After returning from my California trip in mid December I binged on a few TV shows while I was recovering, and then again in the past days of arctic temperatures. Out of all the shows I binged on my two favorites so far are SEX EDUCATION and GLOW.
It may not be a coincidence that these two shows were created by women (Laurie Nunn in the case of SEX ED and Liz Flahive and Carly Mensch in the case of GLOW—though after typing them they all sound like they could be made up names). Maybe because both shows deal with sex and gender issues that maybe it takes a female perspective to get right.
SEX EDUCATION is set in a lushly green part of Britain I've never encountered in person or seen in films: tree-smothered rolling hills in a picture perfect small town/suburban/rural sunny landscape populated by a diverse but mostly tolerantly integrated populace so civilized in their treatment of each other, for the most part, it would be impossible to do a USA version without losing everything there is to delight in. And that's a lot.
The big revelation is the star Asa Butterfield playing the adolescent son of sex therapists, one, his dad, living in the USA and the other, his divorced mom he lives with in Britain, played by Gillian Anderson. I didn't recognize her (I didn't follow THE X FILES) and with her Brit accent I assumed she was an English actor and kept meaning to look her up because she is so perfect in this role. But then all the actors in this show are knockouts, especially Ncuti Gatwa playing an emerging trans teen and Kedar Williams-Stirling his surprisingly loving father.
SEX EDUCATION is what they're calling these days a dramady, and has as many emotionally poignant moments as it does laugh out loud ones. Yes there are a lot of the typical tropes of films about high school teens and their cliques and stereotypes and sexual confusion, but with enough original twists and natural, less prurient (then the usual USA versions) takes on sexual discoveries, that I cannot wait for the third season.
GLOW is set in LA in the 1980s, the fictional story of the first women's professional wrestling show, and is also a dramady that hits all the right notes. And though it's about what would seemingly be a world where women are exploited for their physical attributes, it scores more feminist points than any of the other shows I've binged on. And the star, Allison Brie, deserves to have won most of the TV acting awards.

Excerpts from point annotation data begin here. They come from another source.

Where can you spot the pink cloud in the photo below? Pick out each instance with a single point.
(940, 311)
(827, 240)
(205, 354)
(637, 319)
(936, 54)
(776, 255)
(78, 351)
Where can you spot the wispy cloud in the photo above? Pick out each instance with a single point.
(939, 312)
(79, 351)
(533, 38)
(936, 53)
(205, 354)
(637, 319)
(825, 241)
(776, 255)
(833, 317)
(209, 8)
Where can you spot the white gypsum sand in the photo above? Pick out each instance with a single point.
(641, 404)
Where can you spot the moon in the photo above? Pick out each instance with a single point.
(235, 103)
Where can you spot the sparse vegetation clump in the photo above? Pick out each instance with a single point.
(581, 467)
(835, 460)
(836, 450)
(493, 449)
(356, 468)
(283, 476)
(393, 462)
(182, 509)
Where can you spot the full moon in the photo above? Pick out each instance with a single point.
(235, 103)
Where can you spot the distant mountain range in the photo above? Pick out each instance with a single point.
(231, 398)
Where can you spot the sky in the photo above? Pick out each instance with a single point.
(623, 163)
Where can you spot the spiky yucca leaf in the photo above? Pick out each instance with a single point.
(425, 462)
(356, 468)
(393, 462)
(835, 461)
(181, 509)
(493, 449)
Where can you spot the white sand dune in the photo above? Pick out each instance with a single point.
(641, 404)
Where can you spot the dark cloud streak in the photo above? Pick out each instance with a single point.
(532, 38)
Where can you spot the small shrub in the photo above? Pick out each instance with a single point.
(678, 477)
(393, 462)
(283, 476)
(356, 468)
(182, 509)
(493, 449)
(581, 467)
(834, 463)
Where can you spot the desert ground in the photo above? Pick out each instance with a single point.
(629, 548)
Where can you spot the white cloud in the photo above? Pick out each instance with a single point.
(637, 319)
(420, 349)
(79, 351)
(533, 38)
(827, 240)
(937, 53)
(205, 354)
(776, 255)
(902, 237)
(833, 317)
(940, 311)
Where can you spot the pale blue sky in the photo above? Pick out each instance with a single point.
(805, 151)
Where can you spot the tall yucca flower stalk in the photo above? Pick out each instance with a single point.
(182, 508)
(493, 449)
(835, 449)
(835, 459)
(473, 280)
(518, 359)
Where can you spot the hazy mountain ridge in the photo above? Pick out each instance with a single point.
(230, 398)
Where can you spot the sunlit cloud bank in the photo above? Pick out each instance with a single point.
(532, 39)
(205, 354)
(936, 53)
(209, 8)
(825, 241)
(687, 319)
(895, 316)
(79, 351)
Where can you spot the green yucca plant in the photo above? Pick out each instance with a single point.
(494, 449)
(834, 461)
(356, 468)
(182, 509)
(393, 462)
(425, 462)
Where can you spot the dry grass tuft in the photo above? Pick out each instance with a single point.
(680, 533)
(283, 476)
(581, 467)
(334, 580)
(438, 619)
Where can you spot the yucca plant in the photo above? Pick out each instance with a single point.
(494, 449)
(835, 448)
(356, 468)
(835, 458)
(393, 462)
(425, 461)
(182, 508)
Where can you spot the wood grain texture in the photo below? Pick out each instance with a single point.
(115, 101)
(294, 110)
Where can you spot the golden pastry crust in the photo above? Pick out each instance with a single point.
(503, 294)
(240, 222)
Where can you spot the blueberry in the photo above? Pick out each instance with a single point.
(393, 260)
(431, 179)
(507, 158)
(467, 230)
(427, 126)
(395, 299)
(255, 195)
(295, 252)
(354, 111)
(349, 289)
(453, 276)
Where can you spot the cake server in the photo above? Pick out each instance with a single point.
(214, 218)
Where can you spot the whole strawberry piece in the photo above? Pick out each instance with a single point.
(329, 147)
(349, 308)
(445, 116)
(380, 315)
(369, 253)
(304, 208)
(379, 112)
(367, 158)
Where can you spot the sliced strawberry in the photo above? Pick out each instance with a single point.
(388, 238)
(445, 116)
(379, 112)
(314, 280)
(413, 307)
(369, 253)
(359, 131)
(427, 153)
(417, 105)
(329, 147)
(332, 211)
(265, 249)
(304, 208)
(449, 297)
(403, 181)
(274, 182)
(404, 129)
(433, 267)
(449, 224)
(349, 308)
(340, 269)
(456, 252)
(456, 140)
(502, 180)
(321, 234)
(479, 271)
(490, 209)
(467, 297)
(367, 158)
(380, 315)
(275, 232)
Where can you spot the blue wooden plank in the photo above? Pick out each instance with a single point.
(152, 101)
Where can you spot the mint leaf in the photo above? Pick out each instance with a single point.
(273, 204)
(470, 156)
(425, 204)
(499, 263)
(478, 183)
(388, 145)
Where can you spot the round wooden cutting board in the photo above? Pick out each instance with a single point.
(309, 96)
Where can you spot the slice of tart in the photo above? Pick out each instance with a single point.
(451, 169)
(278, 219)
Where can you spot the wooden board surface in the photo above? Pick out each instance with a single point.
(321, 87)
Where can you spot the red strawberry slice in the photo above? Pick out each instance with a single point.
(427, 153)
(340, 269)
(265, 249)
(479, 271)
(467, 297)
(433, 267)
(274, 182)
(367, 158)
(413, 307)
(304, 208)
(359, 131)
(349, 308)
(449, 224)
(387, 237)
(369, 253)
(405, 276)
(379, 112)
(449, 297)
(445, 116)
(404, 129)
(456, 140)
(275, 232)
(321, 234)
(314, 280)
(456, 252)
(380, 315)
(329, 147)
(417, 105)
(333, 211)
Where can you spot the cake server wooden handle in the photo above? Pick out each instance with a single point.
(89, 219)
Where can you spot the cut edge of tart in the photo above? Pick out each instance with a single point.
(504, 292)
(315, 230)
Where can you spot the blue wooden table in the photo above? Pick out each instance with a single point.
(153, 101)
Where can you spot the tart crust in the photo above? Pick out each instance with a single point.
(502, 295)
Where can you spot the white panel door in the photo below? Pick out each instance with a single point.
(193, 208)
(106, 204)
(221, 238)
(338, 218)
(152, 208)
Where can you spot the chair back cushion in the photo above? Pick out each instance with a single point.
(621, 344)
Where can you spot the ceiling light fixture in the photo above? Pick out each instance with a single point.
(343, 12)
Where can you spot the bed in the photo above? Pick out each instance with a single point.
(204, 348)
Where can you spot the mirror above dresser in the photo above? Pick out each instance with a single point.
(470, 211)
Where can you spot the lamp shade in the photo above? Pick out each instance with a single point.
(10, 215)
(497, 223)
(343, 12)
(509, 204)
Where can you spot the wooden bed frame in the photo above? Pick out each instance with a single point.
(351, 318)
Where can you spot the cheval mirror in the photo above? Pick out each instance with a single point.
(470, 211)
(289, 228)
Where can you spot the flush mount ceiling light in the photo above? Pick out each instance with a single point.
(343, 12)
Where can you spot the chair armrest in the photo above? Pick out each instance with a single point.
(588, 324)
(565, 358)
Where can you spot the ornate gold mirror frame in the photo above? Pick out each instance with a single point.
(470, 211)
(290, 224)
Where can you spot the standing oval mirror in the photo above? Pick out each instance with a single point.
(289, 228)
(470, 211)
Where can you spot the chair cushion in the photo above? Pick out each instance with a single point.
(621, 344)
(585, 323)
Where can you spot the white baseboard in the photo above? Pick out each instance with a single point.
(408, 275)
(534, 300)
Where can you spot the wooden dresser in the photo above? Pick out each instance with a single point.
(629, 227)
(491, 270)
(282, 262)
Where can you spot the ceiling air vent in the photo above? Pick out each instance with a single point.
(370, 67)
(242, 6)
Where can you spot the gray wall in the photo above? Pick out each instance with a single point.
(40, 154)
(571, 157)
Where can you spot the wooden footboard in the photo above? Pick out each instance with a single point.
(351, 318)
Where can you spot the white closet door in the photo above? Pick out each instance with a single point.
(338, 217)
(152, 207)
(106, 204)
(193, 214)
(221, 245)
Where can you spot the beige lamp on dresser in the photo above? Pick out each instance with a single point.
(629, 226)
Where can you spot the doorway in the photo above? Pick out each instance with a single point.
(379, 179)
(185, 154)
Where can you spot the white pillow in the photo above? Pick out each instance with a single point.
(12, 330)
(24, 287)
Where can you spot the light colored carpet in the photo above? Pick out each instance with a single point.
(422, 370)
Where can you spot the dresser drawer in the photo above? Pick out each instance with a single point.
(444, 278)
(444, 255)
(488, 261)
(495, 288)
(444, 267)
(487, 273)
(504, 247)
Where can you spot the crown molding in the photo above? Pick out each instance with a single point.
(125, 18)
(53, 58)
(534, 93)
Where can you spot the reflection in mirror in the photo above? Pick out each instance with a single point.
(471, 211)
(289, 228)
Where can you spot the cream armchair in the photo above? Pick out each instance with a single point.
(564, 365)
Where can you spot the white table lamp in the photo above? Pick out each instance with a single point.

She plays every note an actor can from the broadest slapstick comedy to the subtlest romantic despair leading to tragic mistakes etc.
Again, this show is also full of extraordinary acting, including the standout performance of Marc Maron, a comic who knocks the serious moments out of the park and nails the comic ones with seeming knee jerk macho sexist reactions undercut by understated unexpected vulnerability (and Britt Baron playing his daughter is a discovery). Too many great performances to list them all. Watch and you'll see.